已于 2023-10-26 10:01:17 修改

阅读量652

点赞数 4

文章标签：语音识别人工智能

于 2023-10-25 22:47:09 首次发布

本文链接：https://blog.csdn.net/weixin_63816885/article/details/134040849

版权

由于作业需要就做了一个小玩意，原本想自己去训练模型的，但奈何功底不够深，以及其他各种原因，所以只能调接口来实现。尽管是调接口，其他的也是需要一些功底的。

一、准备工作

首先，你需要去百度AI开放平台注册账号并实名验证，之后在百度智能云可以申请创建应用，然后就可以获得自己的ID，密钥和api key，这都是在之后需要认证身份用的，其次就是需要了解一些Flask框架的知识，最后，需要导入如下模块：

from flask import Flask, render_template, request, redirect, url_for, send_file
import sounddevice as sd
import soundfile as sf
from aip import AipSpeech

其次，如果你使用的是Pycharm 社区版的话也是可以运行Flask框架的，专业版只是自动帮你创建了几个目录，社区版手动创建也是可以的（VScode以及其他的我没有试过）。

在你的项目下面手动创建static目录和templates目录，然后创建一个app.py的python文件（当然叫其他名字也行，他们三个是同级）。
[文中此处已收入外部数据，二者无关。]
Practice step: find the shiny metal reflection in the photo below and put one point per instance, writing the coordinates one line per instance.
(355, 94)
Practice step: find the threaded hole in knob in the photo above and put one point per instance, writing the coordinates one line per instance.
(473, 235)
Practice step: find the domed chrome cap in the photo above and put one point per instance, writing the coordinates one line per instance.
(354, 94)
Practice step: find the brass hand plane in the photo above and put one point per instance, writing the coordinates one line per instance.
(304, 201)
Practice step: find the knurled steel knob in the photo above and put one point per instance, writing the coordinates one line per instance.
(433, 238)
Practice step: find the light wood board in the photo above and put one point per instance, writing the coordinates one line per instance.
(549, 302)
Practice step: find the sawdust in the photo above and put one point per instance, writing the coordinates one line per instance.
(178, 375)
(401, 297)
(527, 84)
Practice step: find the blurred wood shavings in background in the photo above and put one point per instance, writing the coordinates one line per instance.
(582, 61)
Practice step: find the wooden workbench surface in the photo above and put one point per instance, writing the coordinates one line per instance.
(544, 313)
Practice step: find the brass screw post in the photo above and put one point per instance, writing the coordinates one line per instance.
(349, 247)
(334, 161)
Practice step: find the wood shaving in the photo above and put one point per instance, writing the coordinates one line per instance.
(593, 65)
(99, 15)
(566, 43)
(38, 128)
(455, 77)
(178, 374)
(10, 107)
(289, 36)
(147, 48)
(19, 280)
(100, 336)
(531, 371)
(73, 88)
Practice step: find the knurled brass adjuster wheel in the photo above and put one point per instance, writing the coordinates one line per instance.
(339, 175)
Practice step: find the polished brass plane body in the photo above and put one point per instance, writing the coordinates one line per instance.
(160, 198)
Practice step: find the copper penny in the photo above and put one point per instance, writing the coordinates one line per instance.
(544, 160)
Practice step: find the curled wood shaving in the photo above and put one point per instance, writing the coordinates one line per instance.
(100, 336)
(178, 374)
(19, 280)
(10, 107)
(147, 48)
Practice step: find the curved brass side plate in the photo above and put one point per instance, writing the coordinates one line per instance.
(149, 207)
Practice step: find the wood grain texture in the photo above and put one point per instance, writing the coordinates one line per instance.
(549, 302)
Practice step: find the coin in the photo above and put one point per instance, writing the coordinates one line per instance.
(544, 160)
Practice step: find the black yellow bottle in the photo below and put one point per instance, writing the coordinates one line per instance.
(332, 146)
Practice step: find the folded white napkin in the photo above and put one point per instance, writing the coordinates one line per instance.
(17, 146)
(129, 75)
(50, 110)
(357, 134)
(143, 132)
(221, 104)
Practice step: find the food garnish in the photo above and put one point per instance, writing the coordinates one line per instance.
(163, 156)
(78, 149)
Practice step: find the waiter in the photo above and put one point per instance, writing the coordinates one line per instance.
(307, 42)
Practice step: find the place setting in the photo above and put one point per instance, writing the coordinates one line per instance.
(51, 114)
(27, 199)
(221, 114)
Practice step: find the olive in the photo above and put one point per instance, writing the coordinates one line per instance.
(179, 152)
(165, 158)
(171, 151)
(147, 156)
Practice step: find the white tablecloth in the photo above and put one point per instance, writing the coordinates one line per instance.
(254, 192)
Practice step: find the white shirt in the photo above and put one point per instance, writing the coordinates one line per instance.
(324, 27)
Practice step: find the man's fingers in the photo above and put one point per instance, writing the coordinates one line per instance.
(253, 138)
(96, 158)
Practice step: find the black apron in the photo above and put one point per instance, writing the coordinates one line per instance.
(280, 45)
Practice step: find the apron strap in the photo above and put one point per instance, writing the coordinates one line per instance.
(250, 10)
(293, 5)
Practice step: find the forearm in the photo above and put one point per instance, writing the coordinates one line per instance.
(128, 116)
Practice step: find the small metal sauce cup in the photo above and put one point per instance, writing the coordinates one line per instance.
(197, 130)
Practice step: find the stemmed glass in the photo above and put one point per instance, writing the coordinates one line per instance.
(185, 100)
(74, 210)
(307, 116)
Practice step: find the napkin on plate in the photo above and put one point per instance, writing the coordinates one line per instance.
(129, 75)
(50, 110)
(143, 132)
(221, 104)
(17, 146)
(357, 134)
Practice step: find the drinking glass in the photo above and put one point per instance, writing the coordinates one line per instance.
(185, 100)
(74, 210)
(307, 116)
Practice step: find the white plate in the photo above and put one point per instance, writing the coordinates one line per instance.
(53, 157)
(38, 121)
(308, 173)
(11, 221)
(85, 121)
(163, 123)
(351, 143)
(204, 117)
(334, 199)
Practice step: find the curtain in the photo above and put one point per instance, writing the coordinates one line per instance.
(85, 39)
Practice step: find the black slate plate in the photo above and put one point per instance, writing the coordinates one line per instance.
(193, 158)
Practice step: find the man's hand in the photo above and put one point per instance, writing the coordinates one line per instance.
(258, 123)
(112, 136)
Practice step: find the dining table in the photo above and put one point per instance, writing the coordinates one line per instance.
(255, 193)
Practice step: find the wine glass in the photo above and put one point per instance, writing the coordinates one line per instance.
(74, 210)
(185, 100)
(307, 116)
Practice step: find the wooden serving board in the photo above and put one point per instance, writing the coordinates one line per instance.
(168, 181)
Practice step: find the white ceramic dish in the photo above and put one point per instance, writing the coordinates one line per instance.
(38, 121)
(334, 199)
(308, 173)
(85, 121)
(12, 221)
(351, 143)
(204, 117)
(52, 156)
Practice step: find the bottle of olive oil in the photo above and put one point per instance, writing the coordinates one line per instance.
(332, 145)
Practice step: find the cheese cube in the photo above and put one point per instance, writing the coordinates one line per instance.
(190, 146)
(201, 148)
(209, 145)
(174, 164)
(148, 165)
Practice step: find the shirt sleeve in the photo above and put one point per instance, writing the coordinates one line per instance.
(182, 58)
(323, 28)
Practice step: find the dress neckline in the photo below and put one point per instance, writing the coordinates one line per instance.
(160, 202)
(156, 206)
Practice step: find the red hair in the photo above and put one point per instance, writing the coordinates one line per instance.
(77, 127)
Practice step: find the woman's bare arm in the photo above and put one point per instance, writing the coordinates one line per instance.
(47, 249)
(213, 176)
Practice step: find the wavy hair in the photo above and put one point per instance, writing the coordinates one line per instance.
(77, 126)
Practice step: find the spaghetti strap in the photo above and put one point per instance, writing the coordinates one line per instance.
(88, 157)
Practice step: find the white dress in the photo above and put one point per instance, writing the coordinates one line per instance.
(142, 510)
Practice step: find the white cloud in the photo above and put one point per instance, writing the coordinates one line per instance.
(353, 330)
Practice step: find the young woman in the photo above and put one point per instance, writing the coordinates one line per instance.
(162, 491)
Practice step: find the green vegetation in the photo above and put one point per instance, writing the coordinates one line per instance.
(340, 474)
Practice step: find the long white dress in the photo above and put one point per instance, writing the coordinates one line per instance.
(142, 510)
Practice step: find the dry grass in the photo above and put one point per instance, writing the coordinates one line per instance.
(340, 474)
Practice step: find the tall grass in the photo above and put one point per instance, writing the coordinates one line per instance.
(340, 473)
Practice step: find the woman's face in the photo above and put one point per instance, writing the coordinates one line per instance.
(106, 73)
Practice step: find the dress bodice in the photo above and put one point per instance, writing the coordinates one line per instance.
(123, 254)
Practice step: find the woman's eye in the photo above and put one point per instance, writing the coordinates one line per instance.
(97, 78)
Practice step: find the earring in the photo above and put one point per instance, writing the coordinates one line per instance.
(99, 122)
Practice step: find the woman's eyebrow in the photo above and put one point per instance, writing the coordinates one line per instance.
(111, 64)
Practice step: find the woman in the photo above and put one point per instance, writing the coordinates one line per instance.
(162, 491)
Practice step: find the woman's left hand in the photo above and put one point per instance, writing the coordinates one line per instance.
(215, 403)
你的HTML文件放在templates目录里，CSS文件放在static文件里。

二、开始

1、准备HTML文件

我将CSS代码放在了HTML文件里，如果你单独写出来了也可以用link关键字来引用CSS文件，具体是在head里面导入，使用如下语句：

<link rel="stylesheet" type="text/css" href="文件路径">

我准备了三个HTML文件，一个是主界面，一个是语音识别成功后做了一个，一个是语音合成成功后做了一个（没有详细去做失败的页面，你要想做的话也可以）。

1.1 主页面

我简单的做了一个界面，能突出主要功能就行（你也可以在此基础上更加细腻完善）。

<!DOCTYPE html>
<html>
<head>
    <meta charset="UTF-8">
    <title>语音识别和语音合成</title>
    <style>
        body {
            font-family: Arial, sans-serif;
            text-align: center;
            background-color: white;
            margin: 0;
            padding: 0;
        }
        h1 {
            color: black;
        }
        form {
            margin: 20px;
            padding: 20px;
            background-color: white;
            border-radius: 8px;
            box-shadow: 0 2px 4px rgba(0, 0, 0, 0.1);
        }
        label {
            font-weight: bold;
        }
        input[type="number"], textarea {
            width: 100%;
            padding: 10px;
            margin: 5px 0;
            border: 1px solid rgb(128, 128, 128);
            border-radius: 3px;
        }
        button {
            background-color: blue;
            color: white;
            border: none;
            padding: 10px 20px;
            border-radius: 10px;
            cursor: pointer;
        }
    </style>
</head>
<body>
    <h1>语音识别和语音合成</h1>

    <form method="POST" action="/record">
        <label for="duration">录制声音时长（秒）：</label>
        <input type="number" name="duration" min="1" required>
        <button type="submit">录制声音</button>
    </form>

    <form method="POST" action="/transcribe">
        <button type="submit">语音识别</button>
    </form>

    <form method="POST" action="/synthesize">
        <label for="text">输入文本：</label>
        <textarea name="text" rows="4" cols="50" required></textarea>
        <button type="submit">语音合成</button>
    </form>


</body>
</html>

然后样子是这样子的（我是在Pychram里面打开的）：

1.2 语音识别成功的页面

<!DOCTYPE html>
<html>
<head>
    <meta charset="UTF-8">
    <title>语音识别结果</title>
</head>
<body>
    <h1>语音识别成功</h1>
    <p>识别结果: {{ result }}</p>
</body>
</html>

使用模板语法将识别出来的结果显示在页面上：

1.3 语音合成成功的页面

<!DOCTYPE html>
<html>
<head>
    <meta charset="UTF-8">
    <title>语音合成成功</title>
</head>
<body>
    <h1>语音合成成功</h1>

    <p>您可以在下面播放您的录音：</p>

    <audio controls>
        <source src="{{ audio_url }}" type="audio/wav">
        Your browser does not support the audio element.
    </audio>
</body>
</html>

也是使用模板语法将合成的语音在网页上可以播放，可以支持语速和音量的修改：

2、准备app.py文件

这里就需要用到你从百度智能云哪里拿到的ID，密钥以及api key，当然还有你的Flask的知识。这里我就不拆开说了，就总的说一下了。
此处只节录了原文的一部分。